Custom Model Fine-tuning is available to Admin and Author roles. The GraphQL mutations (createFinetuningJob, deleteFinetuningJob) are enforced server-side via AppSync @aws_auth directives, so Reviewer and Viewer roles cannot create or delete jobs even via direct API calls. The query APIs (listFinetuningJobs, getFinetuningJob, listAvailableModels) are accessible to all authenticated users at the schema level, but the UI only exposes the Custom Models page to Admin and Author.

Note on config-version scoping: Fine-tuning jobs are currently global — they are not filtered by allowedConfigVersions. A scoped Author can see all fine-tuning jobs and create jobs from any test set. However, when applying a custom model to a configuration version (via “Create Config Version”), the config-version scope is enforced — the Author can only target versions within their scope. See RBAC for the full permission matrix.

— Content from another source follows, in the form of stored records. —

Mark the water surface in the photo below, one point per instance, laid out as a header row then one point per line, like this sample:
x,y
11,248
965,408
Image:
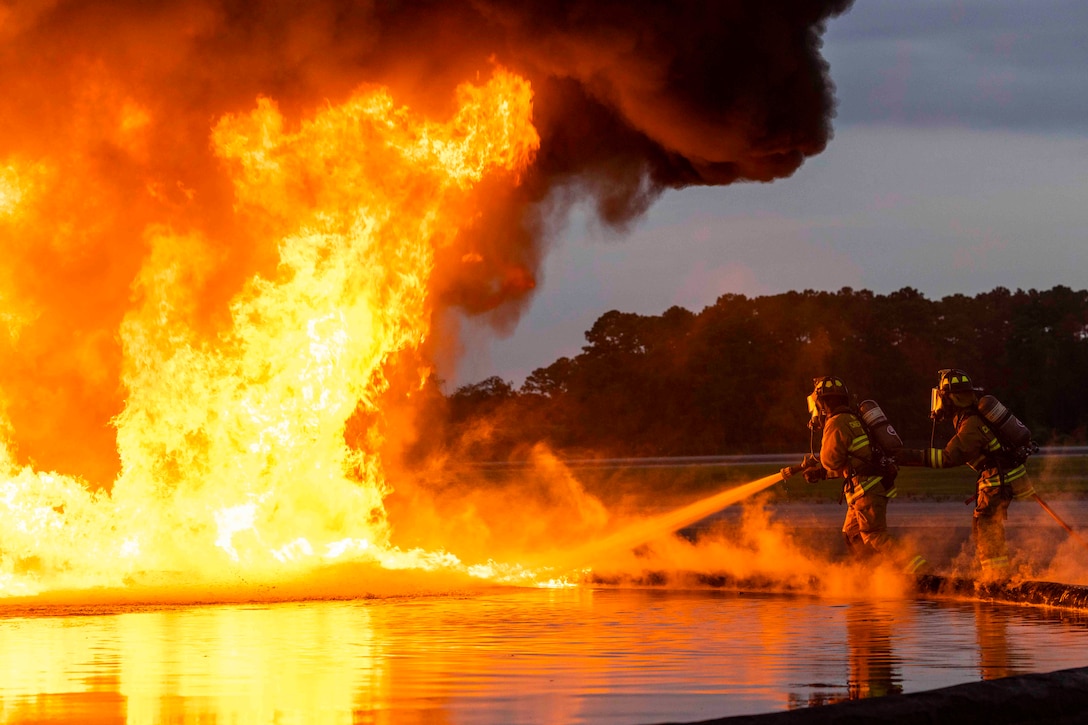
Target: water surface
x,y
509,655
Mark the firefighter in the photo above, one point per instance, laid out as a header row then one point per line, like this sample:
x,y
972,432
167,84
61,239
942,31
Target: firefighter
x,y
1000,479
845,453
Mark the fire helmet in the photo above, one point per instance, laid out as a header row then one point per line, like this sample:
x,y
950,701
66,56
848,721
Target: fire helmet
x,y
954,391
829,392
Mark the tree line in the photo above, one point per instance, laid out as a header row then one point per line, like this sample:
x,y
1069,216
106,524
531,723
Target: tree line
x,y
733,378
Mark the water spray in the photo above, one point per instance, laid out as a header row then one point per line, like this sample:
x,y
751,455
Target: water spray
x,y
1058,518
665,524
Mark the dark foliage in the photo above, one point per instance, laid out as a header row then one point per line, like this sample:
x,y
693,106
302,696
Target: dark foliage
x,y
733,378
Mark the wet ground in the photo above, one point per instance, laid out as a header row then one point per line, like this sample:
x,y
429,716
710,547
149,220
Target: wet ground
x,y
584,655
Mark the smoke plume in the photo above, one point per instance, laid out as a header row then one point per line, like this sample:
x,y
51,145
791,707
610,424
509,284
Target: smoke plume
x,y
109,106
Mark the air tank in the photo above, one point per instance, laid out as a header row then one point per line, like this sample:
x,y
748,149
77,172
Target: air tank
x,y
881,431
1010,431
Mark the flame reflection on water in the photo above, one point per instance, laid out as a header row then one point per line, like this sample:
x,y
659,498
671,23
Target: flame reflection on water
x,y
605,655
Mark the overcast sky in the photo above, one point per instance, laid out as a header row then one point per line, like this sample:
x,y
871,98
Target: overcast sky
x,y
959,164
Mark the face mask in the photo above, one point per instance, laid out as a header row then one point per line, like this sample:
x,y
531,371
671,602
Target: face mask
x,y
815,419
937,407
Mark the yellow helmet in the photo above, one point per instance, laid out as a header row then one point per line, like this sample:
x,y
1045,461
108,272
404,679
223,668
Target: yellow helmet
x,y
954,390
829,392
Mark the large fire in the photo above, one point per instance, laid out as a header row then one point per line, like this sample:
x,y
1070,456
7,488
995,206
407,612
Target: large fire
x,y
233,451
226,268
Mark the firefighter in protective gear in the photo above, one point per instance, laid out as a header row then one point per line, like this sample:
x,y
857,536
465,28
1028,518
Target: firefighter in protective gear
x,y
845,453
974,444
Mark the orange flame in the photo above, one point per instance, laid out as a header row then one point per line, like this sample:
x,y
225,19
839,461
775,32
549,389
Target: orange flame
x,y
233,453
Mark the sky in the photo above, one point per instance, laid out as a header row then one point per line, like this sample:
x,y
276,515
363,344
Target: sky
x,y
959,164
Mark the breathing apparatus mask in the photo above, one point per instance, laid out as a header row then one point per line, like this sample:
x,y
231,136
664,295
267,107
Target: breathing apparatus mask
x,y
954,391
828,393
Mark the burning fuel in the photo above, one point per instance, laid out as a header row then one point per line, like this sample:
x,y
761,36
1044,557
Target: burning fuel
x,y
236,238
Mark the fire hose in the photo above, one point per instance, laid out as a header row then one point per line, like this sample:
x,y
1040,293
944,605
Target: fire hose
x,y
1060,521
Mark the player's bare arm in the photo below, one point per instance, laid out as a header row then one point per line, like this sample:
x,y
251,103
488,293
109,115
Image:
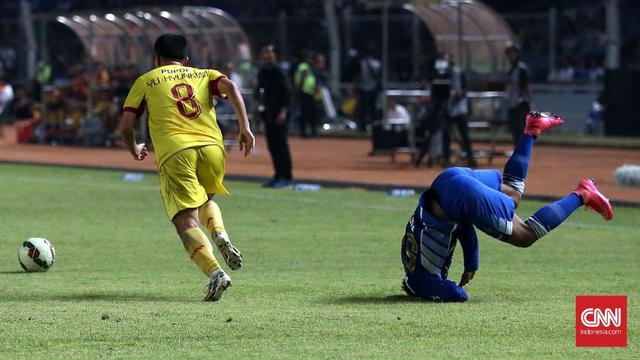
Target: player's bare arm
x,y
125,129
245,137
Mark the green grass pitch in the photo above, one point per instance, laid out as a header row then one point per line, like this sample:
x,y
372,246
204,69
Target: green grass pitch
x,y
321,278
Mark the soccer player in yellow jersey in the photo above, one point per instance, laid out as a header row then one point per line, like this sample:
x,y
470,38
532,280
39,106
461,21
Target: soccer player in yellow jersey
x,y
189,150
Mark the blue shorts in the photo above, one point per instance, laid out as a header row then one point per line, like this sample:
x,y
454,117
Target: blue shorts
x,y
474,196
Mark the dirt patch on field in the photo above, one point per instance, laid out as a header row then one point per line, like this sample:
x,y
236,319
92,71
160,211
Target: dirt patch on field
x,y
554,170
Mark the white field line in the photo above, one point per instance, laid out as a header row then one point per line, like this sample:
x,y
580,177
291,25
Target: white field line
x,y
84,180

  • Deployed in us-east-1 region: Custom Model Fine-Tuning is only available when the IDP Accelerator is deployed to the us-east-1 AWS region. The Custom Models navigation link is automatically hidden in deployments to other regions.
  • An existing Test Set with:
    • At least 10 documents
    • At least 2 document classes
    • Baseline classifications for all documents
  • Appropriate IAM permissions for Bedrock model customization
  • Admin or Author role in the IDP Accelerator
  1. Navigate to ConfigurationCustom Models in the left navigation
  2. Click Create Fine-Tuning Job
  3. Fill in the form:
    • Job Name: A descriptive name for your fine-tuning job
    • Test Set: Select the Test Set to use for training
    • Base Model: Choose Nova 2 Lite or Nova 2 Pro as the base model (recommended)
  4. Review the validation results showing:
    • Document count
    • Class distribution
    • Train/validation split
    • Any warnings or errors
  5. Click Start Fine-Tuning

The job will progress through these stages:

StatusDescription
VALIDATINGChecking Test Set data
GENERATING_DATAConverting documents to training format
TRAININGBedrock is training the model (can take 1-4 hours)
DEPLOYINGCreating the on-demand endpoint
COMPLETEDModel is ready to use
FAILEDAn error occurred (check error message)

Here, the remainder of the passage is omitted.